La tour UAP est murée dans son silence, refermée sur son lourd secret* : ses planchers sont floqués à l'amiante. Tout le monde le sait, ou presque. Personne ne fait rien. Ou presque.
Construite en 1972 cette tour de 71mètres de haut abrite d'abord les bureaux de la compagnie d'assurance. Très vite elle se révèle malcommode. Dans les années 80 elle est abandonnée. On découvre de l'amiante dans les sols. Du coup, on ne sait plus quoi faire de l'immeuble. Désamianter ? Trop long, trop cher. A Jussieu les travaux auront duré de 1996 à 2011 et coûté le prix de bâtiments neufs : 1300 euros du mètre carré. Détruire ? A cause de la rénovation des halles, c'est devenu aujourd'hui impossible. Cela supposerait la mise en sécurité du site pour éviter les retombées nocives sur tout le quartier et sur le temple de la gastronomie : Les Halles. Elles viennent d'être relookées. Certains pensent qu'il aurait fallu les détruire. Comme Henry Chabert, l'ancien adjoint de Michel Noir chargé de l'urbanisme : "on a fait un beau bricolage, mais c'est du bricolage". Il aurait fallu, selon lui, détruire la tour en même temps que les halles et la station service pour repenser complètement l'urbanisation du quartier. Et construire des halles neuves. "C'est une bombe à retardement, qui va payer ?" s'inquiète Guy Vanderaa, ex-architecte de l'agence de l'urbanisme. Pour lui les locaux conçus en 1972 sont inadaptés de toutes façons, l'UAP n'en voulait plus. Et leur destruction ferait courir un danger sanitaire. De mandant en mandat les différentes municipalités se refilent le mistigri.

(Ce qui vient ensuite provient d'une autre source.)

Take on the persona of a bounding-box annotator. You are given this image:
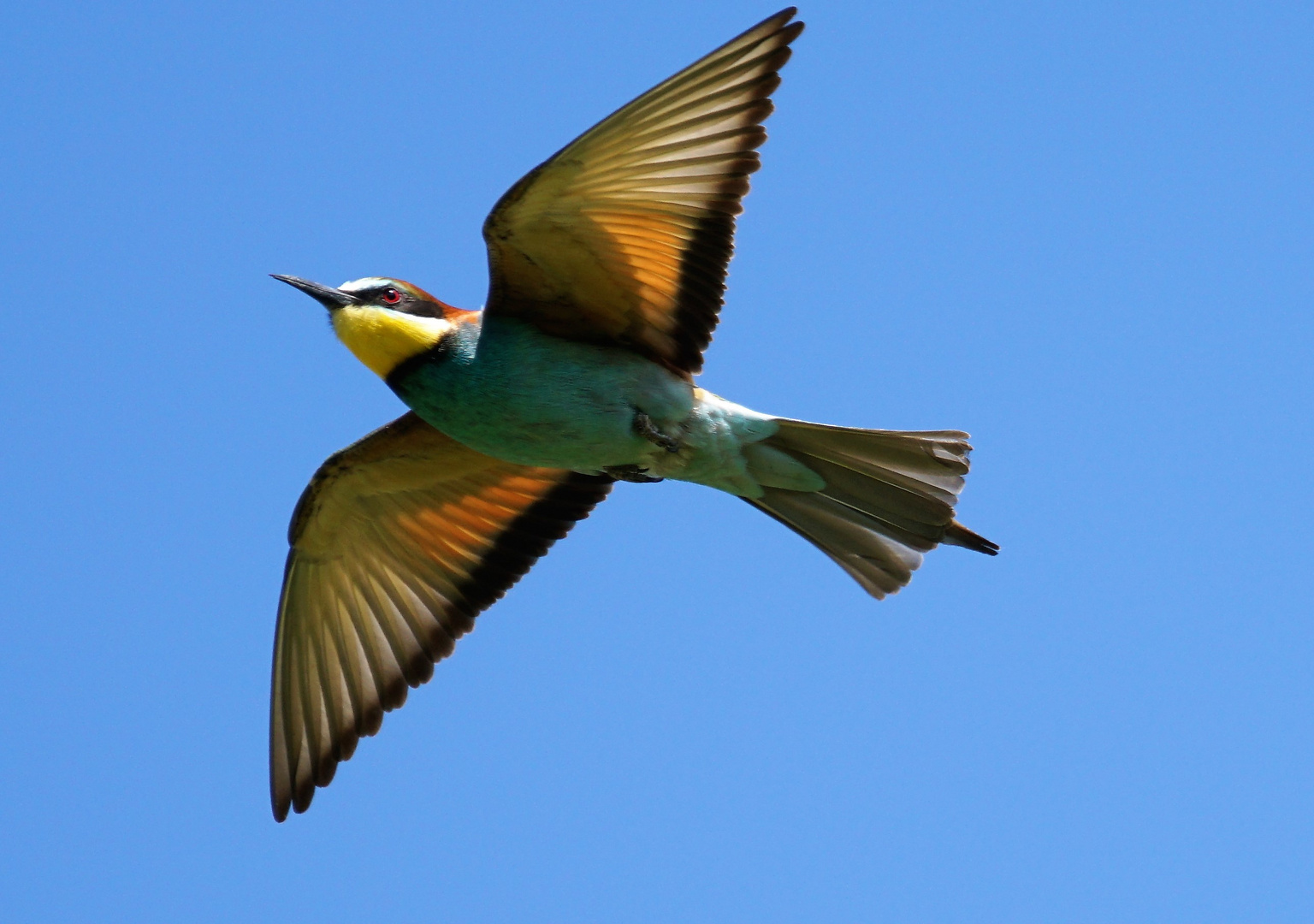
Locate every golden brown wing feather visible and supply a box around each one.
[483,8,802,376]
[269,414,611,821]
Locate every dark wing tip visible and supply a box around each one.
[944,520,998,554]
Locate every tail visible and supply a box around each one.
[743,418,998,600]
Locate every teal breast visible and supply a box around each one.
[388,318,694,471]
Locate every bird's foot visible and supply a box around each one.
[601,465,661,485]
[635,410,679,452]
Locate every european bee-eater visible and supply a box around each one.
[269,8,998,821]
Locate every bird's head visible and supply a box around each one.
[270,274,474,380]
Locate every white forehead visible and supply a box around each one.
[338,276,394,293]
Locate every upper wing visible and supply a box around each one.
[483,7,802,376]
[269,414,611,821]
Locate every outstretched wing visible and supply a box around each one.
[483,7,802,376]
[269,414,611,821]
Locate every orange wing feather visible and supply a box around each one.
[483,8,802,376]
[269,414,611,821]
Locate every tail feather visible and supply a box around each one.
[745,419,998,600]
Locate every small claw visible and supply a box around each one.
[601,465,661,485]
[635,410,679,452]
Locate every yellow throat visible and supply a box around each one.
[333,305,452,378]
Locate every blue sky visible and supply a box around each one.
[0,2,1314,924]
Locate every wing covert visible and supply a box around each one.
[269,412,611,821]
[483,7,802,376]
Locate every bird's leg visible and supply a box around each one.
[635,410,679,452]
[601,465,661,485]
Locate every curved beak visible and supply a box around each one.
[269,272,360,311]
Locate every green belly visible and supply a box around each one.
[389,318,694,471]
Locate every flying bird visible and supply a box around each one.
[269,8,998,821]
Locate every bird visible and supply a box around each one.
[269,7,998,821]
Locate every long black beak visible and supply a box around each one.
[269,272,360,311]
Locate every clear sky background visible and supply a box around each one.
[0,0,1314,924]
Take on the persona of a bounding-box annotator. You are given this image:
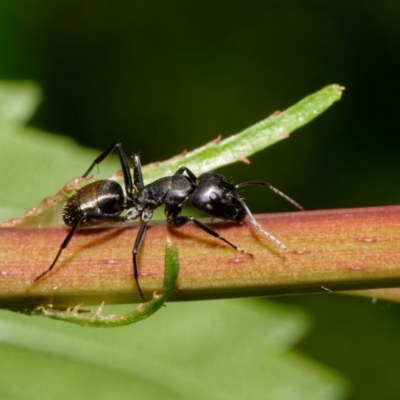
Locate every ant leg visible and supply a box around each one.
[82,143,133,201]
[235,181,305,211]
[132,220,149,300]
[132,154,144,191]
[167,214,253,256]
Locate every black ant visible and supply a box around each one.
[34,143,303,300]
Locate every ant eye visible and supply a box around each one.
[206,192,221,202]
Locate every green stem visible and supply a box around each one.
[19,243,179,328]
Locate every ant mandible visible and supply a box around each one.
[33,143,304,300]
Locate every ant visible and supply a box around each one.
[33,143,304,300]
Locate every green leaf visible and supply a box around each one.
[0,83,347,400]
[0,300,346,400]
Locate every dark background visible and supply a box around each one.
[0,0,400,399]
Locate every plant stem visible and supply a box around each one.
[0,206,400,308]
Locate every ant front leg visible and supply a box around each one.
[165,208,253,256]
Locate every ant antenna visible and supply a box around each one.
[237,196,286,250]
[235,181,305,211]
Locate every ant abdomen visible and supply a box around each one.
[62,180,125,226]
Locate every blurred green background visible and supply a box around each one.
[0,0,400,399]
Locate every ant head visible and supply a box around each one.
[190,172,246,222]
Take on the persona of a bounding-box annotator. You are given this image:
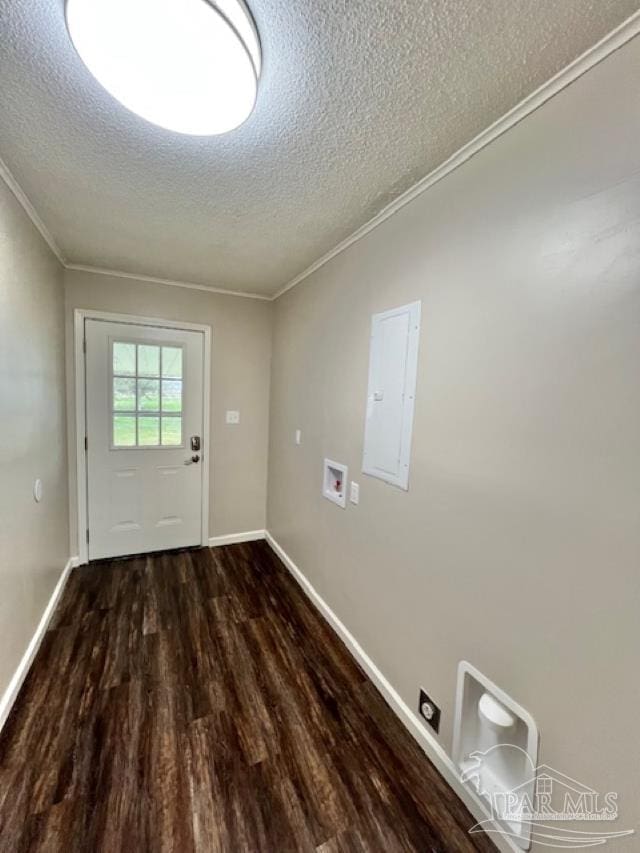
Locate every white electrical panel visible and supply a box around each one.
[362,302,421,490]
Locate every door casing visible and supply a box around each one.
[70,308,212,565]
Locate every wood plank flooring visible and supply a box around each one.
[0,542,495,853]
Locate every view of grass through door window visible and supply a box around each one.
[111,341,183,448]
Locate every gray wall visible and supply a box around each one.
[0,180,69,695]
[65,270,273,553]
[268,33,640,850]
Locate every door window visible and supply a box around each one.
[111,340,184,450]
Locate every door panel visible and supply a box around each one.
[85,320,206,560]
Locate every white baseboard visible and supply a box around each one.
[209,530,266,548]
[0,557,80,731]
[265,530,522,853]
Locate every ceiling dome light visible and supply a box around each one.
[66,0,261,136]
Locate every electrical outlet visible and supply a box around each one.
[418,690,440,734]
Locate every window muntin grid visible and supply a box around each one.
[111,340,184,450]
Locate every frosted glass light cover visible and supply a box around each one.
[66,0,261,136]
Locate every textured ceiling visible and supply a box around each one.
[0,0,640,294]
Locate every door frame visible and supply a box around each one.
[72,308,212,565]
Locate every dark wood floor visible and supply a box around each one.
[0,542,495,853]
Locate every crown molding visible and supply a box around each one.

Tout le monde est au courant, ou presque
Depuis le temps sur le dossier "tourne", tout le monde est au courant, nous avait-on assuré.
A la DRIRE (Direction de l'Environnement), on se défausse : "ce n'est pas un risque industriel; il faudrait voir avec la DDASS". A la DDASS on s'étonne : "Pas du tout, les propriétaires privés n'ont aucune obligation d'informer le préfet en cas d'amiante, il faudrait voir l'inspection du travail". A l'inspection du travail, il n'y a personne de disponible "les inspecteurs sont sur le terrain".
Des projets plus ou moins discrets
Du temps de Raymond Barre, la Société Sogelym voulait détruire la tour UAP pour édifier une tour nommée Crystal, de 102 mètres de haut. Ce gratte-ciel dit "écologique" entrait en concurrence avec le projet "Oxygène" qui l'emportera. Sogelym tentera un recours mais sans succès. En 2006 on parle de Nexity dans la course pour reprendre la tour UAP. Puis plus rien. A nouveau ces jours-ci, le Landerneau s'agite. Nexity, contacté, assure qu'elle n'est pas dans le coup. Sogelym refuse absolument de s'exprimer sur cette question mais finit par reconnaître qu'il y a bien un projet en cours. On parle d'une vente**, on cite le nom de la Caisse d'Epargne. Tout cela dans le plus grand secret.
* C'est Jean-Claude Chuzeville, photographe et chroniqueur à Lyon TV qui a soulevé le lièvre au détour d'une pastille qui sera diffusée dans le cadre de la série "On vous cache tout"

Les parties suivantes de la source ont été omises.